C’est loin d’être le seul grand moment du disque. On pourra également évoquer le magistral On my knees  sec comme un coup de trique, qui annonce le meilleur dès son intro de batterie. Un titre du genre à attendre patiemment le retour des frangins GALLAGHER pour mieux botter leurs fesses. D’une urgence folle, On my knees a tout pour devenir un morceau de bravoure dans le set de l’américain, à l’image du pétaradant Tastes just like it costs sur le précédent Boat songs. C’est encore plus réjouissant quand on réalise que les paroles mettent en scène un personnage en pleine crise de confiance, fortement éthylique ("And I’m speaking in tongues, Those hicups don’t quit, I had a thought but I forgot, Like a train on a burning bridge"). Les peines de cœur et un certain penchant prononcé pour la bouteille sont d’ailleurs les deux thèmes centraux du disque, même si sa réalisation traduit tout sauf un groupe trop bourré pour jouer correctement.

On sent d’ailleurs une certaine progression au niveau de la production, qui n’a plus grand-chose à voir avec les débuts ouvertement lo-fi de notre homme. Mais MJ LENDERMAN n’est pas pour autant allé se renier, et assure parfaitement la transition avec son précédent album. On entend dès le second morceau (Joker lips) un funk de blanc bec(k) qui n’aurait pas dépareillé sur Boat songs. On retrouve aussi Rudolph, morceau déjà sorti dans des versions différentes sur un single avant-coureur et son album live. On ignore si le Rudolph évoqué ici est le célèbre renne du Père Noël ou bien un ivrogne du même nom (ils ont après tout tous les deux un nez rouge). Quoi qu’il en soit, LENDERMAN en profite pour perpétuer sa tradition des citations de Bob DYLAN, après avoir évoqué Knocking on heaven’s door sur le single Knockin’ : « How many roads must a man walk down ‘til he learns, He’s just a jerk who flirts with the clergy nurse til it burns ».
Comme sur la plupart des morceaux du disque, on trouve ici une impressionnante faculté à faire mouche avec des chansons simples mais puissantes et particulièrement malines, capables de magnifier des situations de lose absolue et nous rendre presque sympathiques des personnages peu fréquentables (délicieuse théorie qui stipule que Manning fireworks, la chanson, parle de Donald TRUMP).
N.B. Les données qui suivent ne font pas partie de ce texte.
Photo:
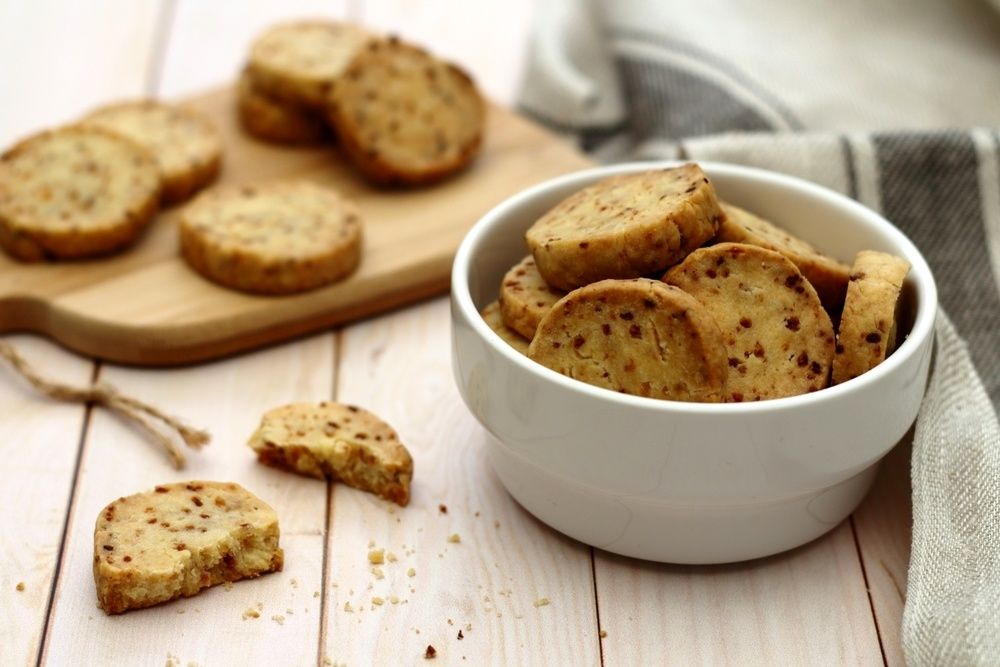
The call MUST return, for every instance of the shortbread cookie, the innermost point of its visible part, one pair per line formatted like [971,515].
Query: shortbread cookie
[403,116]
[494,319]
[177,539]
[186,144]
[336,441]
[525,297]
[827,275]
[272,120]
[637,336]
[277,238]
[299,62]
[867,332]
[75,192]
[625,227]
[779,339]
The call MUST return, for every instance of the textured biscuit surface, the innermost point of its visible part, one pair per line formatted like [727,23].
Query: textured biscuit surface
[494,319]
[827,275]
[273,120]
[300,62]
[625,227]
[336,441]
[276,238]
[186,144]
[778,337]
[637,336]
[404,116]
[868,325]
[75,192]
[525,297]
[177,539]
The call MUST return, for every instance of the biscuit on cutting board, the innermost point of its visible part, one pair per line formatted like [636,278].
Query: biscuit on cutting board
[75,192]
[177,539]
[299,62]
[277,238]
[405,117]
[827,276]
[336,441]
[779,339]
[625,226]
[186,144]
[639,337]
[867,332]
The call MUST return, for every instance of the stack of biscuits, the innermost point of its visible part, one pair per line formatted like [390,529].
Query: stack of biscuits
[400,115]
[647,284]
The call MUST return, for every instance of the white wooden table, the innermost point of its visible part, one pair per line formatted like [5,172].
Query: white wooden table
[835,601]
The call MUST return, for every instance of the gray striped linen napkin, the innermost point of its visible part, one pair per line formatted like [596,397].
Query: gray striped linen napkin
[821,91]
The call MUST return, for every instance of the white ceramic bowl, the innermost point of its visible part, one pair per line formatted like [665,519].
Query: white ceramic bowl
[686,482]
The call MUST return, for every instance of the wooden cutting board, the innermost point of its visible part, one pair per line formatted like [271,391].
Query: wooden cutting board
[145,306]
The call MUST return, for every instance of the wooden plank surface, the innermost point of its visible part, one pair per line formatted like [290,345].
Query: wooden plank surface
[146,306]
[488,584]
[227,398]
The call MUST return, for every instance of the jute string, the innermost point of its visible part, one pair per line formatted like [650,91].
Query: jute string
[130,409]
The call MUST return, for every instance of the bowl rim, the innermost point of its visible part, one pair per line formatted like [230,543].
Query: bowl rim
[920,273]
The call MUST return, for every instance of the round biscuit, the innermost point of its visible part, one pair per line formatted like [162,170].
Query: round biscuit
[277,238]
[525,297]
[867,332]
[827,275]
[625,227]
[299,62]
[187,146]
[278,122]
[336,441]
[405,117]
[639,337]
[75,192]
[494,320]
[778,337]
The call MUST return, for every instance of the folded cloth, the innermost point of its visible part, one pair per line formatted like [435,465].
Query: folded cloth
[854,96]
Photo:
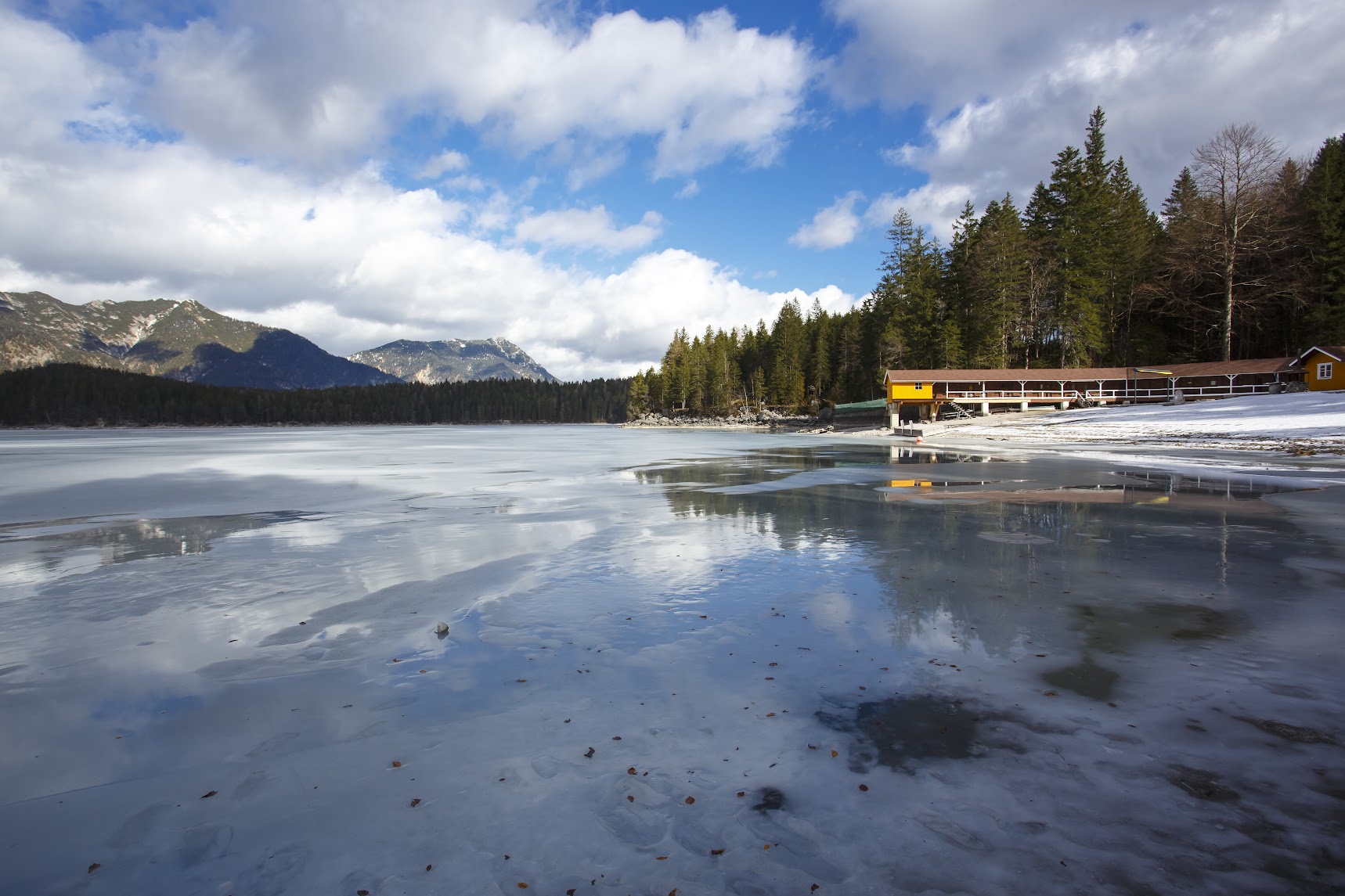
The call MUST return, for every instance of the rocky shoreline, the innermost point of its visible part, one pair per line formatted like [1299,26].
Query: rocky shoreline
[745,419]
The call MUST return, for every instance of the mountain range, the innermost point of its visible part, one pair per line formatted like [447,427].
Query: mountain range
[187,340]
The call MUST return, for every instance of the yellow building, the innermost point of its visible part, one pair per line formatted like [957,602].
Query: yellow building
[1324,368]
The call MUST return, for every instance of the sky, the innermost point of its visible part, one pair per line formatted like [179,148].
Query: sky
[586,177]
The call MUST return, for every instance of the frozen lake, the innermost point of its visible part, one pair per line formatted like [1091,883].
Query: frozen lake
[705,662]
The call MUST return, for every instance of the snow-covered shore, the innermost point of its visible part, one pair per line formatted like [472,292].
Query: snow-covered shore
[1298,423]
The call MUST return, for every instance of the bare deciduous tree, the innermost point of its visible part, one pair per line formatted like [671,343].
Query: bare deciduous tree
[1235,172]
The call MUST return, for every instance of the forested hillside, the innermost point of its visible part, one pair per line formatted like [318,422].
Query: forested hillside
[1245,258]
[78,396]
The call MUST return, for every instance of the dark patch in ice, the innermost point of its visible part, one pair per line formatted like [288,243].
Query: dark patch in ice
[1202,785]
[1114,628]
[1289,732]
[900,732]
[1086,678]
[770,800]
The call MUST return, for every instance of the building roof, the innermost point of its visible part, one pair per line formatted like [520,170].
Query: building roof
[1336,353]
[1071,374]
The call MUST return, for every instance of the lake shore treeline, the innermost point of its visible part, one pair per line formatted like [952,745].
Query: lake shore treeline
[81,396]
[1246,258]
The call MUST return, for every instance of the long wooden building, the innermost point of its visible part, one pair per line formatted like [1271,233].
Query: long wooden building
[921,393]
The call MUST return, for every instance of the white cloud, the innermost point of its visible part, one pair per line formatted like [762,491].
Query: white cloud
[588,229]
[315,80]
[443,163]
[833,226]
[348,258]
[1008,86]
[689,189]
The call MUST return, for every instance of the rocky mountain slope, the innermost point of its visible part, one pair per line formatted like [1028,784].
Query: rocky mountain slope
[453,361]
[166,338]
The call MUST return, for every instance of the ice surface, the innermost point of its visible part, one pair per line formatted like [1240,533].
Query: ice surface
[219,671]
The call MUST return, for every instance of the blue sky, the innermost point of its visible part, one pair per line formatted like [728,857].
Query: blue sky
[582,178]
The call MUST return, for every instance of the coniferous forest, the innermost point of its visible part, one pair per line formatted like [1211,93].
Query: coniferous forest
[1245,258]
[81,396]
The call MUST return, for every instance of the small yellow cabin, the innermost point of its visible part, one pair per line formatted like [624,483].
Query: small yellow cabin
[910,390]
[1324,368]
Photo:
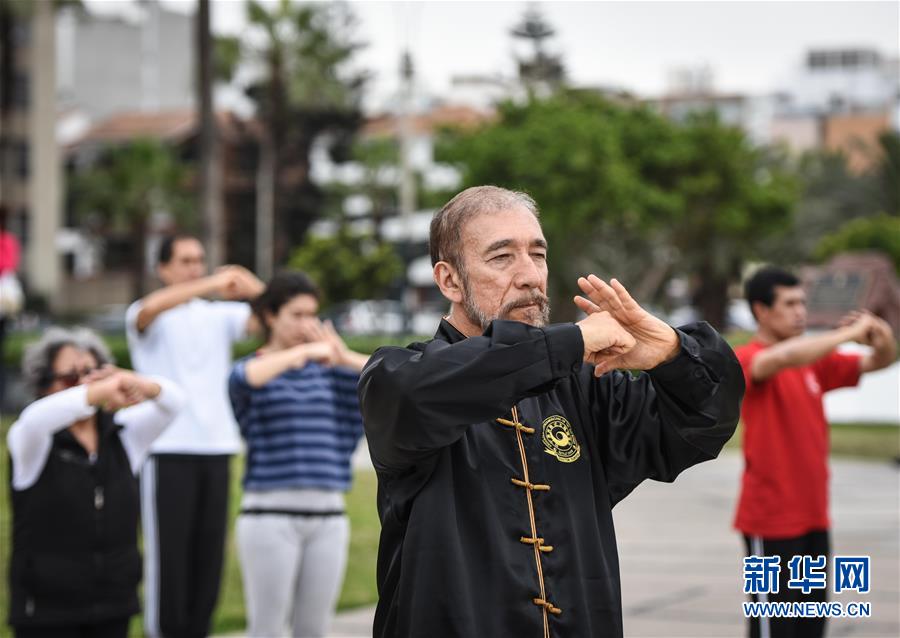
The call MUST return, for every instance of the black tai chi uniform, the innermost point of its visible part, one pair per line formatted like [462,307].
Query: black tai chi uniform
[499,460]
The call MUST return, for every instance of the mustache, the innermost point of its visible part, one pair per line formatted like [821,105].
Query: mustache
[535,298]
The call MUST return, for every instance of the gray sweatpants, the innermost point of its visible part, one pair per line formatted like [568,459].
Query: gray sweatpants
[293,567]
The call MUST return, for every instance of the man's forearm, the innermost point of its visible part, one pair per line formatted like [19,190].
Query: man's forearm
[167,298]
[883,354]
[798,351]
[264,368]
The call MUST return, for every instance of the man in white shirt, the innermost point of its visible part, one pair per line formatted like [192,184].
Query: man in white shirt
[175,332]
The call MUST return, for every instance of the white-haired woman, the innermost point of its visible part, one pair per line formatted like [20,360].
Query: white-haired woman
[75,451]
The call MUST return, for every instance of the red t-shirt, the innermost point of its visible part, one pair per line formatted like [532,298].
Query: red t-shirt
[784,492]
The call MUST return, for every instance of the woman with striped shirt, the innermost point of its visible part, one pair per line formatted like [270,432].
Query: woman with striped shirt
[295,401]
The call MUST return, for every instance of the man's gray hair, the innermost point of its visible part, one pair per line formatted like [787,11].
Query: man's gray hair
[38,358]
[445,239]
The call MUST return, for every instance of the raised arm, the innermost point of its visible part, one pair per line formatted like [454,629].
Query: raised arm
[804,350]
[675,415]
[229,282]
[31,436]
[144,422]
[881,339]
[415,401]
[262,369]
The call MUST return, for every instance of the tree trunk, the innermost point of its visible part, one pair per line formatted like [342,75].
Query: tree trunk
[265,208]
[710,298]
[210,178]
[6,87]
[139,263]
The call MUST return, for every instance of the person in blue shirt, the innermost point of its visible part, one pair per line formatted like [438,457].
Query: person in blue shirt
[296,403]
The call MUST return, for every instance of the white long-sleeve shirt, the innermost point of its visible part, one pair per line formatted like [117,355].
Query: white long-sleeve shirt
[30,438]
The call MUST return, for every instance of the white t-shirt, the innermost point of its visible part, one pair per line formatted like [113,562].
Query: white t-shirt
[191,345]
Réussi de A à Z, l’album se conclut avec audace par un Barking at the moon, et son long drone final de sept minutes, permettant au morceau d’atteindre les dix minutes. L’histoire ne dit pas si c’est une simple fantaisie, de la complaisance ou bien la volonté de retarder au maximum le moment final de Manning fireworks. On pardonnera facilement cette bizarrerie tant MJ LENDERMAN réussit avec insolence tout ce qu’il entreprend. Pourvu que ça dure !
 

Éric F.

(11 février 2025)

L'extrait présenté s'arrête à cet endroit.